ZK: Initially, Carleton booked the Tory Quad months in advance, only to be notified that the display was to be moved to Porter Hall. Because Porter Hall was a low-traffic area on campus, it seemed evident that this was a blatant attempt at censorship. Sensitive to our right to free speech, Carleton Lifeline decided to proceed with the display as initially planned. We were aware that we could face disciplinary measures, but that was a risk we had to accept.

TI: Why do you think the university found the GAP display so controversial? Do its actions demonstrate a double standard?

ZK: Abortion is not an issue people enjoy talking about. I suppose worried by student response, the University decided to censor the message. However, masking it as an “offensive display” does not address the fact that Canadians are entitled to free speech. Given that “offensive” is such a subjective term, it seems (strange) that this is so often enforced. Although graphics are never pleasant, they are effective. No one wants to look at the blackened smoker’s lung on cigarette packets, but those images speak truth about the effects of smoking. Likewise, abortion isn’t pleasant to look at, but seeing it, introduces many to the injustice of abortion. It is interesting, if abortion is so celebrated as a fundamental right, why can we not show it? If it is legal to do, why is it illegal to show?

TI: Were you surprised that you got arrested? What happened next?

ZK: I suppose I didn’t truly accept that we might be arrested that day, but I was prepared for it. After we were handcuffed, we were taken to a place on campus, interrogated, and fined on two accounts. We are fighting these charges. After this, we wrote press releases and responded to media queries. In a way, the fruit of the arrest was quite great. (As a result of the) efforts to silence our message, we were able to bring the issue of abortion into public discussion.

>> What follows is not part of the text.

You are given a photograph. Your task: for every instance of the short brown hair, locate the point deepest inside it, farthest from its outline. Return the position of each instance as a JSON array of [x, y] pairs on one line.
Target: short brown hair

The greatest obstacle for the pro-life movement is this disease of silence. If we are ever to make abortion unthinkable, we need to discuss it first. It is ridiculous that sometimes it takes something like this for anyone to care, but using graphics has proven to be the only way to shake the pervasive malaise.

TI: What was the reaction to the arrests by other campus pro-lifers and the student body in general?

ZK: The reactions were mixed. In general, even if people disagreed with our message, they supported our right to speech. Back at Queen’s, some were very supportive of the initiative. Others misinterpreted the message (which I did expect), and at one point accused me of being insensitive to genocide. But many other students were intrigued by my conviction(s) and openly sought to learn. And so, I organized pro-life apologetics sessions which went very well.